No dia em que deu entrada no hospital já em trabalho de parto foi atendida pelo mesmo médico que a acompanhou em sua gestação. Consta do boletim médico que a gestante foi admitida com dor lombar, discreta perda de líquidos e contrações fortes e espaçadas. Ela permaneceu em trabalho de parto por dois dias. Quando, finalmente, foi encaminhada à sala de parto, o filho do casal nasceu com apneia e parada respiratória, e morreu cerca de uma semana depois. Para o desembargador Francisco Oliveira Neto, relator da matéria, o pedido dos autores, baseado nos danos sofridos em razão da negligência do médico em relação ao parto do bebê, que teria falecido por sofrimento fetal em razão da demora do parto, merece prosperar.
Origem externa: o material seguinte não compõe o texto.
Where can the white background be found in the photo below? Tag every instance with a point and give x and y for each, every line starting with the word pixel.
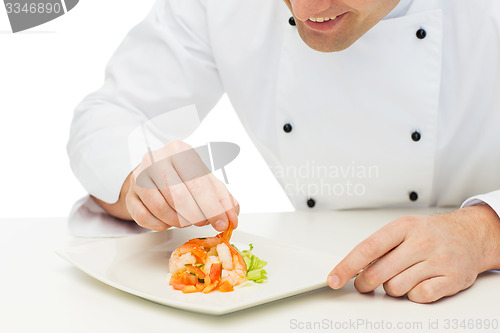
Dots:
pixel 44 74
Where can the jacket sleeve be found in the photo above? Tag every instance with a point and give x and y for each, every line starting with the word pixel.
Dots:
pixel 492 199
pixel 163 64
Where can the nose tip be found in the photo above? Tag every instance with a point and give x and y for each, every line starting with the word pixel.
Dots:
pixel 304 9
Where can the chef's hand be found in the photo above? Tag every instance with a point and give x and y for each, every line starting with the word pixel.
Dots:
pixel 179 191
pixel 424 257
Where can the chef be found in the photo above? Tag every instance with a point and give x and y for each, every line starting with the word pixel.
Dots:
pixel 353 104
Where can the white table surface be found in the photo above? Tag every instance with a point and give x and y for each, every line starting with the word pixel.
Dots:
pixel 43 293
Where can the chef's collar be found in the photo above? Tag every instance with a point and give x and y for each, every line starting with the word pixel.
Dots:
pixel 400 10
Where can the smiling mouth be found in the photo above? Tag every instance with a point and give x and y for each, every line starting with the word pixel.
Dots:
pixel 322 19
pixel 324 24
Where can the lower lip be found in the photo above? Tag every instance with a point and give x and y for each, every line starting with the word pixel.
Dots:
pixel 324 26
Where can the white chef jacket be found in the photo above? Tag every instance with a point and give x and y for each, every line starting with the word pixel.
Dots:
pixel 395 120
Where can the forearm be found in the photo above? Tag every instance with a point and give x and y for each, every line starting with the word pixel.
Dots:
pixel 486 224
pixel 119 208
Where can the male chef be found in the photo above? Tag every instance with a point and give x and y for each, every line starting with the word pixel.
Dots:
pixel 403 93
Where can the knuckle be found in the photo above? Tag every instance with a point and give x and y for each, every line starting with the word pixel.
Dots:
pixel 178 194
pixel 368 248
pixel 198 185
pixel 394 288
pixel 425 293
pixel 177 146
pixel 371 277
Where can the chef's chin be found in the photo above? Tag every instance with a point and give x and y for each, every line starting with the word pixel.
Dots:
pixel 324 43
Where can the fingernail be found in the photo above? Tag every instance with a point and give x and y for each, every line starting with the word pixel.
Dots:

A alegação do profissional de que a causa da morte seria o cordão umbilical envolto ao pescoço do recém-nascido não convenceu o magistrado, uma vez que, segundo o conjunto probatório dos autos, o bebê já estaria pronto para nascer quando a mãe deu entrada no hospital. “Ora, diante de tudo o que foi descrito, não há dúvidas que houve negligência médica por parte do réu, caracterizada pelo prolongamento injustificado do parto”, anotou o relator. Para ele, a inércia do réu fez com que o filho do casal passasse por sofrimento fetal, com aspiração de grande quantidade de mecônio, que resultou em seu óbito exatamente por anoxia neonatal, que é a ausência de oxigênio nas células do recém-nascido. A decisão foi unânime (Apelação Cível 0004014-63.2006.8.24.0037).